In fact part of the trick appears to be when we have more than one
photoreceptor cell being triggered at a time by lines.
The human visual system does a lot of tricks to get the most out of its
hardware. Prior to writing this response I went for a walk. As I came
around the corner of my house to my driveway, I spotted a small snake
that my path would have intercepted with in about 5 metres if I had not
screeched to a halt. In seconds my eye and brain processed it. I could
see its tiny black eyes as it raised its head toward me, I could see the
flitting of its tongue and I could see it was a green tree snake and not the
similar sized venomous whip snake I had only seen a couple of days
earlier.
Looking back at what I saw, I know exactly where I was standing but
anything that was not the snake is somewhat of a blur.
We don't look at the world like one big camera taking it all in at once.
Our eye flits around and with our neural network in our brain, we process
the important things - the snake on the path, a person's face or what
we deem to be important when processing the images from a TV screen.
We do it in the time domain. Except when we are at the optometrist
or splitting double stars, we don't rely on just raw visual actuity.
We use hyperacuity for many visual tasks as well.
Electrical engineers are well aware of the human capability of hyperacuity
and papers modelling it appear in the professional journals.

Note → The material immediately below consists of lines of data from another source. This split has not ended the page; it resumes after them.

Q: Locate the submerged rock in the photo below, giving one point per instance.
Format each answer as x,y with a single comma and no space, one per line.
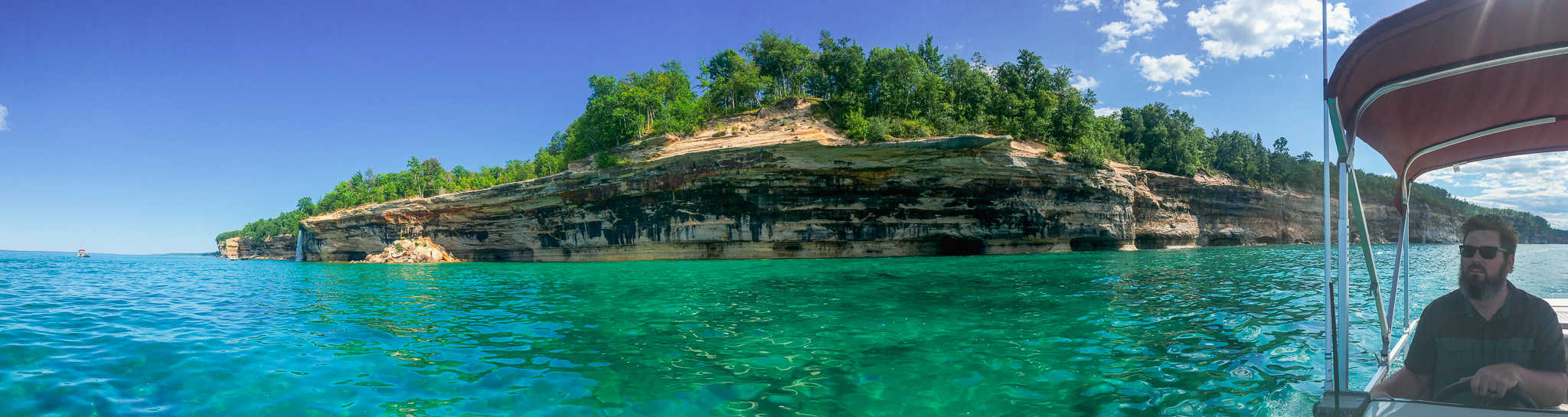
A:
417,249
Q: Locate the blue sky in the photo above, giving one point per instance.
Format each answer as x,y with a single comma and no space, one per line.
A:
134,127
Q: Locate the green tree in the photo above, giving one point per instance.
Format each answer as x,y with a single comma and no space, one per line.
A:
781,58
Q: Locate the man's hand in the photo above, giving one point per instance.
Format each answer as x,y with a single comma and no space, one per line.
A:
1494,380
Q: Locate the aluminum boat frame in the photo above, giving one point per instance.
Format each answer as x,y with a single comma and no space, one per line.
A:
1436,85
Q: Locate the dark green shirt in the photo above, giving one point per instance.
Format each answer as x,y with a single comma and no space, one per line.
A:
1454,340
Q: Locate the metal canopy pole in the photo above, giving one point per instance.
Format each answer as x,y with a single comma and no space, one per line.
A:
1328,266
1399,262
1343,297
1366,249
1406,262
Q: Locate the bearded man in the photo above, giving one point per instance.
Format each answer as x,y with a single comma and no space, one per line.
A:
1488,333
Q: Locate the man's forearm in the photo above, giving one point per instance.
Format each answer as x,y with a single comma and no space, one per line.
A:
1402,384
1547,388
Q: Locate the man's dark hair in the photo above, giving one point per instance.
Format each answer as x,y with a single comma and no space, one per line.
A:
1494,223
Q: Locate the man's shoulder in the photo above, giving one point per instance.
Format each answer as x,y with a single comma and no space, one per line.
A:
1446,305
1534,305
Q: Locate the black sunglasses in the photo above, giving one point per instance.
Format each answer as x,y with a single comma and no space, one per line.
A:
1485,251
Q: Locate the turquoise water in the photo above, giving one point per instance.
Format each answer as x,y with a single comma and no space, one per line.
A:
1217,331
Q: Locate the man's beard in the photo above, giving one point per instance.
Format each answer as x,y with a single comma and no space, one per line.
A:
1482,287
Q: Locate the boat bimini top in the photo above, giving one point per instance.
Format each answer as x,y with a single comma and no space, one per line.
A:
1436,85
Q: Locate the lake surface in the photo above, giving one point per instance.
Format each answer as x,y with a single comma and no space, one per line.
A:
1217,331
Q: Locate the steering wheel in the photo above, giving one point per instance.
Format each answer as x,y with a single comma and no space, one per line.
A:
1512,399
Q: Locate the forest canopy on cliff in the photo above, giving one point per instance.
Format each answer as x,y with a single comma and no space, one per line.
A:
874,96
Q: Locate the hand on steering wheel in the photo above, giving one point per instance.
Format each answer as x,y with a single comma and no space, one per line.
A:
1511,399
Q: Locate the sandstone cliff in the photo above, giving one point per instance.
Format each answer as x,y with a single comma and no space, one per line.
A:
278,246
788,187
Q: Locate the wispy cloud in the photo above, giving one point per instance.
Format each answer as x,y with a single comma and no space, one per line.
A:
1250,28
1076,5
1084,83
1144,18
1526,182
1165,70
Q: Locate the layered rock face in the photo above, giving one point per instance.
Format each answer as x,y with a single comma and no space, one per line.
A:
938,197
278,246
411,251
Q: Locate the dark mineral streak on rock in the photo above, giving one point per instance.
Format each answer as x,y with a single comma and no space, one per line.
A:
938,197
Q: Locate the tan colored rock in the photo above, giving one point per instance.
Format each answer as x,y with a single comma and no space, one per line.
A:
763,190
417,249
276,246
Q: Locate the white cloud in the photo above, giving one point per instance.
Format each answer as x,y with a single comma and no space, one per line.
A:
1250,28
1084,83
1144,18
1117,35
1076,5
1168,68
1526,182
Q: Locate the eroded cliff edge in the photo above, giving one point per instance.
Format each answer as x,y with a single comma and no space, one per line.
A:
276,246
936,197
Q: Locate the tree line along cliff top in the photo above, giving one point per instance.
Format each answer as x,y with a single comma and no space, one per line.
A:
869,96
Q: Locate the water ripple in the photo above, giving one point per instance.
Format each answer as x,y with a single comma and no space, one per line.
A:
1217,331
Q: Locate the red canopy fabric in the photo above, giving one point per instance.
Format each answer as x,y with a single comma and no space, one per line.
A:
1442,35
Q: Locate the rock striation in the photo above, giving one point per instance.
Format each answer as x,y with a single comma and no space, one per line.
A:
936,197
276,246
788,185
417,249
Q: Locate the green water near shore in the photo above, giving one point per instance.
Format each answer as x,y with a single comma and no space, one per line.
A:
1216,331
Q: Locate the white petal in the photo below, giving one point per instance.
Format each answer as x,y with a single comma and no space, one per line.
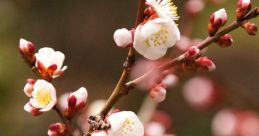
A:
122,37
153,38
125,123
81,95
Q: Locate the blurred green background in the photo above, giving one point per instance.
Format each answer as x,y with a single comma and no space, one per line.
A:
83,30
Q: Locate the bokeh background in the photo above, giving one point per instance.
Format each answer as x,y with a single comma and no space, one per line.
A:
83,30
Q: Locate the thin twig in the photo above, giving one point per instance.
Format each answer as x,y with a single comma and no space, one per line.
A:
206,42
120,87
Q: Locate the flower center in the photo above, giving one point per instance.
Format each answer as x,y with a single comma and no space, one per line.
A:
43,97
127,126
157,39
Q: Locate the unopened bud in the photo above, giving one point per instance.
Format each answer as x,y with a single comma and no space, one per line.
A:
28,88
56,129
193,52
217,20
78,98
193,7
225,40
123,37
243,7
27,50
206,63
158,93
250,28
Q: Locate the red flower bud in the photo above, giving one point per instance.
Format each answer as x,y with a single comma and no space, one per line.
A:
243,7
250,28
27,50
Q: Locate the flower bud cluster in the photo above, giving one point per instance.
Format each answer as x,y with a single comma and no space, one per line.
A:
217,20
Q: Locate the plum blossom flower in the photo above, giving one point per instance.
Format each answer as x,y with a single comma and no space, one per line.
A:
122,37
154,37
78,98
125,123
164,8
49,62
43,97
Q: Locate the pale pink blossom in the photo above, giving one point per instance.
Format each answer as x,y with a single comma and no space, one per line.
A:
125,123
123,37
50,62
153,38
43,96
78,98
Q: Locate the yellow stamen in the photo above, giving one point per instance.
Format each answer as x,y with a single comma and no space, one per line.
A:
43,97
159,38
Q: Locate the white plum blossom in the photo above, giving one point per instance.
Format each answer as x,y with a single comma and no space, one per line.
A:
154,37
125,123
43,96
50,62
78,98
122,37
164,8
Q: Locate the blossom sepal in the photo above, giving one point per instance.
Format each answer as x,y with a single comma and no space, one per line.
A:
243,7
27,50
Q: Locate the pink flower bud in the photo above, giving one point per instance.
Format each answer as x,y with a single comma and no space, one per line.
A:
158,93
206,63
250,28
28,88
225,40
57,129
243,7
122,37
78,98
29,108
27,50
217,20
193,52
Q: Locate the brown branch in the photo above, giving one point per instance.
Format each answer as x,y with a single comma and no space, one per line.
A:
206,42
120,88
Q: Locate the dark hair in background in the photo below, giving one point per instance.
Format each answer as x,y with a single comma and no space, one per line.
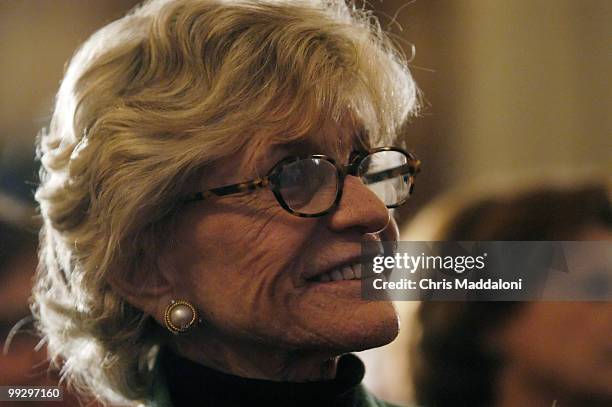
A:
453,366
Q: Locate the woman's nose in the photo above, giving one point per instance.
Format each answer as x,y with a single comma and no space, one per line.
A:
359,209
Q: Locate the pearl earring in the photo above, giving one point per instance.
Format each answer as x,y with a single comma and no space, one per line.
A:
180,316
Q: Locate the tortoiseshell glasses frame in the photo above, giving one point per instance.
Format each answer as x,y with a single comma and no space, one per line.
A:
272,180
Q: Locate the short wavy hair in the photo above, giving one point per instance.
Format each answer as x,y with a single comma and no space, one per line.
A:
149,101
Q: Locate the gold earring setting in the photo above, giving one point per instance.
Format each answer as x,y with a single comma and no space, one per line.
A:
180,316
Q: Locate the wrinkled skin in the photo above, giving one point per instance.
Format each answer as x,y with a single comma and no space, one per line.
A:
241,260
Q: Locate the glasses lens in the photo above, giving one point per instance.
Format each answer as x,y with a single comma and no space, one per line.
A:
309,186
388,175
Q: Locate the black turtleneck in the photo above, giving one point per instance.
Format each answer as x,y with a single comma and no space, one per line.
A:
192,384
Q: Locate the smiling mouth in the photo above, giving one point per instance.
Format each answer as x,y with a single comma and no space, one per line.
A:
348,272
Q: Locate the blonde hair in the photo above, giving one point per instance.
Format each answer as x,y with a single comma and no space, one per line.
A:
150,100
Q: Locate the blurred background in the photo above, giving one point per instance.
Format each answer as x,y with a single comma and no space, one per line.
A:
511,90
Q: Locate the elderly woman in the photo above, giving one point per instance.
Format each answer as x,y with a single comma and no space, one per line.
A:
210,170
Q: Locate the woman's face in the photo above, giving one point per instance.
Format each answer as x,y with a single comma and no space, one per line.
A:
247,264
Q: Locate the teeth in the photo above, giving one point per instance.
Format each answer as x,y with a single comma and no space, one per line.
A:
352,272
357,270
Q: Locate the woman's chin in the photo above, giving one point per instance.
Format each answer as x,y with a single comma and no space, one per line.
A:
366,325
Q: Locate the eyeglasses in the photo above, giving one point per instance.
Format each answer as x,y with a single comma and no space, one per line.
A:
311,186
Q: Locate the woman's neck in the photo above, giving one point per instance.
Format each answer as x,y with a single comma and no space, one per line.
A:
257,361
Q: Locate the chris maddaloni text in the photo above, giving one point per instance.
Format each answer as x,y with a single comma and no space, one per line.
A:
458,284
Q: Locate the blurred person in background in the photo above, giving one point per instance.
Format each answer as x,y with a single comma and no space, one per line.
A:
509,354
209,174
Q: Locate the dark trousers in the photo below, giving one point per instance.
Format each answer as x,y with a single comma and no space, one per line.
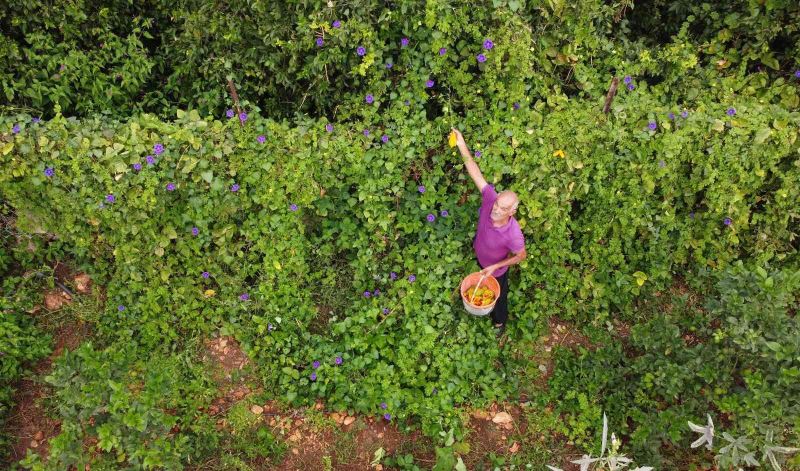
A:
500,311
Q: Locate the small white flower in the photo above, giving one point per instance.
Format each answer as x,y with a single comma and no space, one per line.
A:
707,431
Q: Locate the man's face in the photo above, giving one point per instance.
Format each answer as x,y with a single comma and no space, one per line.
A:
502,208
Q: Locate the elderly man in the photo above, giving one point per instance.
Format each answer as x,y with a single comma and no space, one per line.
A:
498,242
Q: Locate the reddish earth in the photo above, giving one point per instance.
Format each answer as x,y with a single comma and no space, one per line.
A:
28,423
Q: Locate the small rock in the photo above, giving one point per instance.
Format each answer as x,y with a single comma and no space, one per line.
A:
480,414
83,284
502,418
53,300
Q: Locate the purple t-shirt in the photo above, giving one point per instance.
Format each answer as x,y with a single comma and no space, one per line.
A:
493,244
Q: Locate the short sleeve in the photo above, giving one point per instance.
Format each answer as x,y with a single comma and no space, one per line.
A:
517,241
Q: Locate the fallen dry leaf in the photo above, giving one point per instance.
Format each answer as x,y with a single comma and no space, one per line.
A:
502,418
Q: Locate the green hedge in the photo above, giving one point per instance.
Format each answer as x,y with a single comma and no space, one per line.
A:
623,212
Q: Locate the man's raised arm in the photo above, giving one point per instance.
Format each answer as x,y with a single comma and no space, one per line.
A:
472,167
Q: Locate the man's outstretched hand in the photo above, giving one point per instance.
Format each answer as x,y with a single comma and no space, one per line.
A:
459,138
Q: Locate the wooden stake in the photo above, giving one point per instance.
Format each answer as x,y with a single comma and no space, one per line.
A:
235,97
612,92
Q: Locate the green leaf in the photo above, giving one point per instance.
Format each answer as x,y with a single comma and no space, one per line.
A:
762,135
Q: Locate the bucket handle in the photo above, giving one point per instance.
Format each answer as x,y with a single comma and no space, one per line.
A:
476,287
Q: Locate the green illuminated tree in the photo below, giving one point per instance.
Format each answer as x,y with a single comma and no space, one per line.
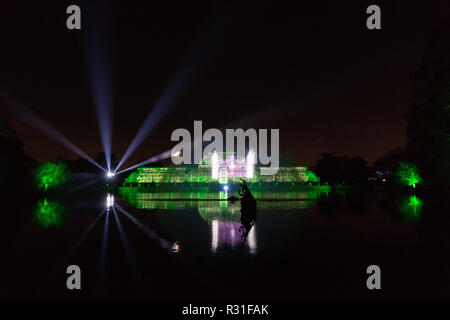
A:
51,175
48,214
407,174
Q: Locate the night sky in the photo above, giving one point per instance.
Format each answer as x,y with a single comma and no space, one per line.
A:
312,70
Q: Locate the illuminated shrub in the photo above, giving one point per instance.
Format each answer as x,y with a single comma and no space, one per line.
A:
51,175
407,174
48,214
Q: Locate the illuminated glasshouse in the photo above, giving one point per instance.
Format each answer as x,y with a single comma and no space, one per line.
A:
223,168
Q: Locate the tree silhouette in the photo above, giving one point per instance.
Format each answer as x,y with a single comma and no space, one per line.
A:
429,112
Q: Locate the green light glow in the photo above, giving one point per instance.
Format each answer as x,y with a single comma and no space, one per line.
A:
51,175
48,214
408,174
311,176
202,174
411,208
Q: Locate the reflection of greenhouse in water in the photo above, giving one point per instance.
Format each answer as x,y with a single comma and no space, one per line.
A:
222,216
212,205
229,234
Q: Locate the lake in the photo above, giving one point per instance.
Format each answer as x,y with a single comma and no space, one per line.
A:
189,245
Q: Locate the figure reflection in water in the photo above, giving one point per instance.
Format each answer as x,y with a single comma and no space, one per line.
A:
248,210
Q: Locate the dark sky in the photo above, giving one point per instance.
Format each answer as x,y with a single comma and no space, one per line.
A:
312,70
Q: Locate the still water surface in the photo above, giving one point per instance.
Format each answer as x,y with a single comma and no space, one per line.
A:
309,244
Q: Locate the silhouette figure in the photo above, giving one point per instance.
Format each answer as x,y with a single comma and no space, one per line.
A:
248,210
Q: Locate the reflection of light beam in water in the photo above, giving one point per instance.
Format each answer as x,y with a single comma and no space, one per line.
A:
251,241
29,116
131,260
102,263
215,235
83,236
149,232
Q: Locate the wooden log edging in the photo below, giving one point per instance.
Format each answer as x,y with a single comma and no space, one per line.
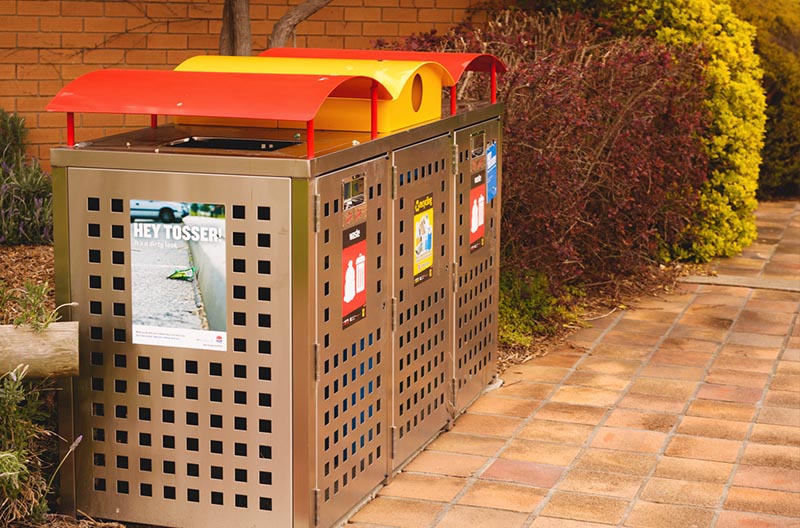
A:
51,353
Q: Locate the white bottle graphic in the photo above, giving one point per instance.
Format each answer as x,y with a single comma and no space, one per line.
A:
349,282
361,269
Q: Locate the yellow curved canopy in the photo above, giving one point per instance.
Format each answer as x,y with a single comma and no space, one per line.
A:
392,75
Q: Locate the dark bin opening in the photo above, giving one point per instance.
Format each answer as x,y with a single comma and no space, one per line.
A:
263,145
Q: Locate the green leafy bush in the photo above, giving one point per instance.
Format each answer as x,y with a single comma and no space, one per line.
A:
737,106
22,479
26,191
778,45
603,157
13,137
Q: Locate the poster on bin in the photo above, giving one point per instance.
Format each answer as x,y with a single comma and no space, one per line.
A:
477,207
354,274
423,239
178,274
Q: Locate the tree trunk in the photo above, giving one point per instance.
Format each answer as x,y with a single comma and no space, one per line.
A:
284,28
235,37
51,353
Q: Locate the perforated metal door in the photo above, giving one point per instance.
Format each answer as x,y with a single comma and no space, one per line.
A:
421,285
183,436
477,219
353,286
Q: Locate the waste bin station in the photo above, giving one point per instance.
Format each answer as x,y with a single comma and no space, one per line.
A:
286,288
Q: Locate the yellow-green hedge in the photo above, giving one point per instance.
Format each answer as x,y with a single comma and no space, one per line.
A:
737,105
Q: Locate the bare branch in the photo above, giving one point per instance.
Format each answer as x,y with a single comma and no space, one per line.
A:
284,28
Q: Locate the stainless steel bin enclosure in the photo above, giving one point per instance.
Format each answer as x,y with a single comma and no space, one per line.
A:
360,302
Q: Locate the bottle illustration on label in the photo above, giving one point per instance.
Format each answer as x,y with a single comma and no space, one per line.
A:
349,282
424,236
361,268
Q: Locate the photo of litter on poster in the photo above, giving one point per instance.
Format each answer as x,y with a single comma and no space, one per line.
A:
354,274
477,200
178,285
423,239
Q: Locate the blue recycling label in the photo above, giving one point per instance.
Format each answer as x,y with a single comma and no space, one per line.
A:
491,171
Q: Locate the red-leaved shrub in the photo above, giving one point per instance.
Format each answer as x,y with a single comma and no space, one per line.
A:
602,157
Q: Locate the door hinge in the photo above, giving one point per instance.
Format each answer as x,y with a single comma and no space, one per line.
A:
315,507
316,362
453,398
316,213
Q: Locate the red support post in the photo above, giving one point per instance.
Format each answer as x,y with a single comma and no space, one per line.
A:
70,129
373,92
310,138
494,83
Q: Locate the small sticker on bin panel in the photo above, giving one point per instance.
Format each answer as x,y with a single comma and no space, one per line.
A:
477,205
491,171
354,274
423,239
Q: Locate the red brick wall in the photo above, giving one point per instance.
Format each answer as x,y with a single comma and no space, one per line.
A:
46,43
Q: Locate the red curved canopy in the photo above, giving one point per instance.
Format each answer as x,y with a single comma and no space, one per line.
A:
207,94
455,63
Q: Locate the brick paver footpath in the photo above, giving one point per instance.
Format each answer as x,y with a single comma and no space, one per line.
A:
682,412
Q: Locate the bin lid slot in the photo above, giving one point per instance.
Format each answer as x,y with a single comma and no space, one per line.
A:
392,75
455,63
208,94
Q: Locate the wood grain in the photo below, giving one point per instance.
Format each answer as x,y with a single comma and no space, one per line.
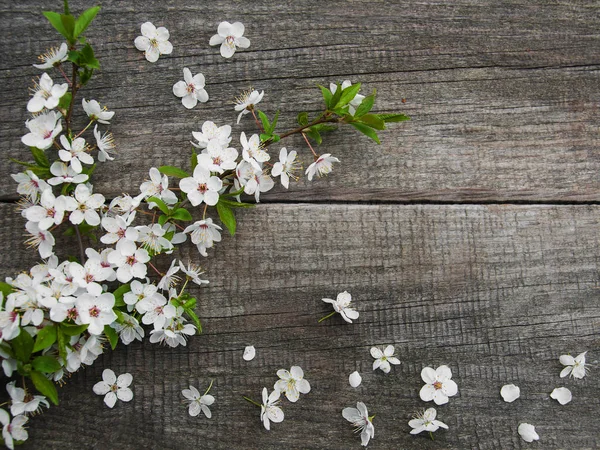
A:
504,95
495,292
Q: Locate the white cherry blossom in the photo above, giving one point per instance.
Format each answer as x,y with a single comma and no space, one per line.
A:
292,383
439,385
46,94
230,37
269,411
95,112
191,89
359,417
322,166
153,42
113,387
43,129
384,358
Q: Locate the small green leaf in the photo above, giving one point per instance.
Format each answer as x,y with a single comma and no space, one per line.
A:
347,95
303,119
173,172
22,345
327,96
161,205
393,117
84,20
46,364
182,214
366,130
373,121
120,292
227,217
45,338
56,22
366,105
44,386
112,336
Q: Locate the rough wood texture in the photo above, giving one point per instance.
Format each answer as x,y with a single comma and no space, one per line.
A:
504,95
495,292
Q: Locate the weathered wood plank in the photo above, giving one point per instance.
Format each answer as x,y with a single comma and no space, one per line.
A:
504,95
495,292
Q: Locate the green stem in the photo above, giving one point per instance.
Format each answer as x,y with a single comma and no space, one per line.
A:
251,401
326,317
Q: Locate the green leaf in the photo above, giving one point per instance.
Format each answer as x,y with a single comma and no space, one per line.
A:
84,20
45,338
303,119
227,217
44,386
46,364
366,130
71,329
327,96
120,292
112,336
373,121
22,345
314,134
347,95
68,22
182,214
393,117
161,205
56,22
265,121
173,172
366,105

Designers of
high-end video cameras, computer graphics engineers and
engineers who design laser printers are particularly aware of it.
They appreciate that hyperacuity allows the brain to
extrapolate visual information from high resolution imagery - things like
smooth curvature detection which helps the brain process things like
faces to make us believe they look more realistic.
We also do see the world in high-dynamic range. We would be in trouble
if we didn't. But that's another topic and one that in part blends in with
how we process color in an area of the brain at the back of our heads.